Zwrot z inwestycji (ROI) to miara opłacalności inwestycji. Oblicza się go, dzieląc zysk z inwestycji przez jej koszt. W kontekście marketingu, ROI pokazuje, ile zysku generują wydatki na reklamę i inne działania promocyjne (zarówno płatne, jak i organiczne) w stosunku do poniesionych kosztów. Im wyższy ROI, tym bardziej efektywna jest inwestycja.

Sugestie 0 polubienia

Ech, ten ROI… Znacie to uczucie, kiedy wkładacie kasę w coś – czy to w reklamę na Facebooku, czy w nowy ekspres do kawy (bo przecież kawa to podstawa, prawda?) – i zastanawiacie się, czy to się w ogóle opłaci?
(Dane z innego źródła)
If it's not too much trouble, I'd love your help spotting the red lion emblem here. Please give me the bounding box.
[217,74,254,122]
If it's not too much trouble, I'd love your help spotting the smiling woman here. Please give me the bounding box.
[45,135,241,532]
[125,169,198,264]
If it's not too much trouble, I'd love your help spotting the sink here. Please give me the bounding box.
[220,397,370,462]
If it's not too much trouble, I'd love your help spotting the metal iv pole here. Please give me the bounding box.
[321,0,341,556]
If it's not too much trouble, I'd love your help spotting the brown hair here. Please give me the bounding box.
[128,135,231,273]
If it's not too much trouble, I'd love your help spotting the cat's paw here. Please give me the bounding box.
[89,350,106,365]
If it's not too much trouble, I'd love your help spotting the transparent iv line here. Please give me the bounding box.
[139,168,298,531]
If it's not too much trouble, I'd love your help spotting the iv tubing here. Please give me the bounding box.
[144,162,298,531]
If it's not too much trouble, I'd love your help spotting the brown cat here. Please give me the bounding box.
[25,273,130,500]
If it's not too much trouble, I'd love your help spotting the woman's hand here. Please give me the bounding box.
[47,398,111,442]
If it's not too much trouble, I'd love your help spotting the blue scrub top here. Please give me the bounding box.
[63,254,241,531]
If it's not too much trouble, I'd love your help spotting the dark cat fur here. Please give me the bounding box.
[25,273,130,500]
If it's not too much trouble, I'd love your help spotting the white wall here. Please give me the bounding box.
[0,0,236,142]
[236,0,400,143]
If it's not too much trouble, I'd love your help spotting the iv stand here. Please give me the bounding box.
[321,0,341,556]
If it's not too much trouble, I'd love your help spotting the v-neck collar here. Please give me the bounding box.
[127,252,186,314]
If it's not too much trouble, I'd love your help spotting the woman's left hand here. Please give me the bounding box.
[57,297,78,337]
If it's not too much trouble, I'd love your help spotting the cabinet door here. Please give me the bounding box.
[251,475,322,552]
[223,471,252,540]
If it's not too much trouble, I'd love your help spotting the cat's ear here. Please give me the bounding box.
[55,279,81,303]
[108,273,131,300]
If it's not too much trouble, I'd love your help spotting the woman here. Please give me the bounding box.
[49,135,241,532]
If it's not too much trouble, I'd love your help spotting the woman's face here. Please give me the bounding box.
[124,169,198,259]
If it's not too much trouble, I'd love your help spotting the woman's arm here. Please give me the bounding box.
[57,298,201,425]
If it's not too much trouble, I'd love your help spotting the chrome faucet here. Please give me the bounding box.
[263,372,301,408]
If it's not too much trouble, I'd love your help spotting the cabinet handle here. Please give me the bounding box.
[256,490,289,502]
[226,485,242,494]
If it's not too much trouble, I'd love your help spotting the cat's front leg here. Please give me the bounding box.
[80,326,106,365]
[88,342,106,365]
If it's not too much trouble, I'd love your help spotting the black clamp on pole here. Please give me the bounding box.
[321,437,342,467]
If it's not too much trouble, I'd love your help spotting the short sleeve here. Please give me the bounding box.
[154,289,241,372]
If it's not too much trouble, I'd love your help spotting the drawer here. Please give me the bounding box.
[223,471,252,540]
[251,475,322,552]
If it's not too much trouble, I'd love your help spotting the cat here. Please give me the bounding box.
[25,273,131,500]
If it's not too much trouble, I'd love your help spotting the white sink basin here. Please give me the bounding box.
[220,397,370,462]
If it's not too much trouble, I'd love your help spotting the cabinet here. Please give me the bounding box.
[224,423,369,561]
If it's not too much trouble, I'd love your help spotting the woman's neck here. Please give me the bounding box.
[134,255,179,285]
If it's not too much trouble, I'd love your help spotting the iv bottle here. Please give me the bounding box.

No właśnie, o to w tym wszystkim chodzi! ROI, czyli Return on Investment, po ludzku mówiąc, pokazuje nam, ile zarobimy na tym, w co władowaliśmy forsę. Proste? Niby tak, ale…

W teorii dzielimy zysk przez koszt inwestycji i mamy wynik. Ale co to tak naprawdę znaczy? Pamiętam, jak kiedyś zainwestowałam w kurs online… wydawało mi się, że to strzał w dziesiątkę. Wszyscy mówili, że super, że zarobię kokosy. No i co? I nic. Kurs fajny, ale klienci jakoś nie walili drzwiami i okien. ROI marne, a wręcz ujemne! Gdzie ja popełniłam błąd? Chyba nie przemyślałam dobrze grupy docelowej… No cóż, człowiek uczy się na błędach.

W marketingu to samo. Wydajesz na reklamę, na influencerów, na content, a potem… cisza. Albo prawie cisza. Kilka lajków, parę komentarzy, ale sprzedaż leży. A przecież liczy się kasa, nie? No właśnie, ROI pokazuje, ile zysku generują te wszystkie działania. Im wyższy, tym lepiej. Logiczne, prawda? Jak wydajesz 100 zł, a zarabiasz 500 zł, to super. A jak wydajesz 500 zł, a zarabiasz 100 zł… No cóż, sami wiecie. Dramat.

Słyszałam gdzieś, że średni ROI w marketingu internetowym to coś koło 400%. Ale to tylko statystyki, a życie toczy się swoimi torami. Czasem trafi się kampania, która wystrzeli jak rakieta, a czasem… no cóż, lepiej nie mówić. Ważne, żeby regularnie sprawdzać ten swój ROI, analizować, co działa, a co nie. I uczyć się, uczyć, uczyć. Bo bez tego ani rusz!